Learning to value time after 30 years is not easy. It requires FIRST being told that you don’t.
And then learning skills to put into practice that work for people that do.
Thinking outside of the box you created for yourself… Which often means trying things that you tried before, but felt didn’t work… And prioritizing.
And remembering that you, your time, what you focus on is of the utmost importance. Worship is of the utmost importance.
So take your time… His time, and give it to Him.
I used to do “Dates with Jesus”. It was a fairly direct and structured way to spend time with God. To improve our relationship.
The problem was, I let that be the only way. So if I didn’t put aside 40 minutes a day to do each. Or if I did and didn’t feel different… I felt discouraged.
That’s the enemy. He perverts things that way.
But that discouragement worked and over time I took away His time, out of guilt or shame.
In return I felt even more disconnected. And then more shame…. It cycled.
And to the point that the very thing that connected me to God was perverted and I could no longer believe that I was worthy or capable of connecting with Christ unless I went to extremes.
Makes me think of those images you see in movies or books about preists beating themselves when they fell short.
But finally, in pure frustration with how far removed I had become…
(That was the Spirit. He shines light into your darkness like that.)
I cried out to God. And asked Him what I needed to do. And he simply said: Give me time.
He didn’t say: exactly 40 minutes, 40 days of fasting, and 6 days a week in the gym (this was a thing for me as well)… But, simply: Give Me Time.
This is not omitting what you may need to do but, rather prioritizing what I need you to do right now. Let me show you. But I cannot show you what you are not giving time to receive.
So, basically. Read the Word. Pray. Sit in silence sometimes, but if that feels like something you’re not ready for… Read some more. Write. Talk. Talk it out. Write it out. Listen to sermons. And talk to those friends, those people that will really speak Life into you.
And then…. Give IT time.

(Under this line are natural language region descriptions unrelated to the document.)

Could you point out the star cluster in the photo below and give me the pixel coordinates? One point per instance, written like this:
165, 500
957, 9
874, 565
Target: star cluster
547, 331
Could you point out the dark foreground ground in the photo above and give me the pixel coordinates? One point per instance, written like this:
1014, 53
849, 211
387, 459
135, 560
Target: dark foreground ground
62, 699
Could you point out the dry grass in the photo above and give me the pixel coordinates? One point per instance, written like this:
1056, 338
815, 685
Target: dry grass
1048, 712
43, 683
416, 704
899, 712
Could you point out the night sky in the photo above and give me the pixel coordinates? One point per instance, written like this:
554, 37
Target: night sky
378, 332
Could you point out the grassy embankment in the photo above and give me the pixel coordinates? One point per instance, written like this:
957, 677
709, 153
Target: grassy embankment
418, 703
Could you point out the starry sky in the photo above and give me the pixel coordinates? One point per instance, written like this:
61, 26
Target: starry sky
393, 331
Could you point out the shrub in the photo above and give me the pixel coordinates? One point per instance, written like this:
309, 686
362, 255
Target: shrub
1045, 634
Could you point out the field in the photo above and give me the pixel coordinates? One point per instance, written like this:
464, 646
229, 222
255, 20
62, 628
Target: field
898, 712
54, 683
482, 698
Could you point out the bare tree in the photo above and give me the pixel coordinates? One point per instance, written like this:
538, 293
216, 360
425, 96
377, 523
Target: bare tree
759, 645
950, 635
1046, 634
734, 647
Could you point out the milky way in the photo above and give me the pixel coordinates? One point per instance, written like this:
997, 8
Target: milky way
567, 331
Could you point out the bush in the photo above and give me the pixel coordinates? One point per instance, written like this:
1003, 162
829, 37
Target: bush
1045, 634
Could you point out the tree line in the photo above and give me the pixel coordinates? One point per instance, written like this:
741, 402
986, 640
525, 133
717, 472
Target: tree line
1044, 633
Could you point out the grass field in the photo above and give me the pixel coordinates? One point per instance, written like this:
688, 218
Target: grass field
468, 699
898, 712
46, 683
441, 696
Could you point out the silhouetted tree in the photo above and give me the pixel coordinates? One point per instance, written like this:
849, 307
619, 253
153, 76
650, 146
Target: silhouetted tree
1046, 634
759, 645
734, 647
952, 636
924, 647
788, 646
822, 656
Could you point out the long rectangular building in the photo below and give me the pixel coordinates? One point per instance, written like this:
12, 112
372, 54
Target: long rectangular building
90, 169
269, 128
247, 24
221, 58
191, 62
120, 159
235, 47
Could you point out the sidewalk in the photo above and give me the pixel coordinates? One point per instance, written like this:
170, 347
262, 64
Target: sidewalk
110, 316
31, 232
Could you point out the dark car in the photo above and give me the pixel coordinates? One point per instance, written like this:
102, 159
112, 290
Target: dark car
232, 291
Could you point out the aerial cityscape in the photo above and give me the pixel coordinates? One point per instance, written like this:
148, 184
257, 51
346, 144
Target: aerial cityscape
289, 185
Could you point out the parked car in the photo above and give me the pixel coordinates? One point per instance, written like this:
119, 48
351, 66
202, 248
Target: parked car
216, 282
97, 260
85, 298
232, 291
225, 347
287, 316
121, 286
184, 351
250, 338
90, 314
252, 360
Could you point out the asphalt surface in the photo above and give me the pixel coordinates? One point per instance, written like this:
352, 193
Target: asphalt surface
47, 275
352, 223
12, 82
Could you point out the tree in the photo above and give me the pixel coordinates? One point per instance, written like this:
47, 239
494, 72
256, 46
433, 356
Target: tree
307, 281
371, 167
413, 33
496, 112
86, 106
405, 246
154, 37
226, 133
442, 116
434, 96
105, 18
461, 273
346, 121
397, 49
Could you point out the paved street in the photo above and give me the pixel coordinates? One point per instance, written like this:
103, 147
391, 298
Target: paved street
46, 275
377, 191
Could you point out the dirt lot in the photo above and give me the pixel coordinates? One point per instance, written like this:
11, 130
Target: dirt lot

Time for the seeds I have planted, specifically, and maticulously inside of you to grow… They will. You will see them. Those and the weeds that we need to remove.
It takes time.
I’ve learnt and lost along the way
Yeah, I made mistakes
Yeah I felt all kinds of pain
And the reason why I’m here to stay
Is because my momma said
For things to be alright
“It takes time It takes a little time, baby It will be fine, yeah It takes time, baby”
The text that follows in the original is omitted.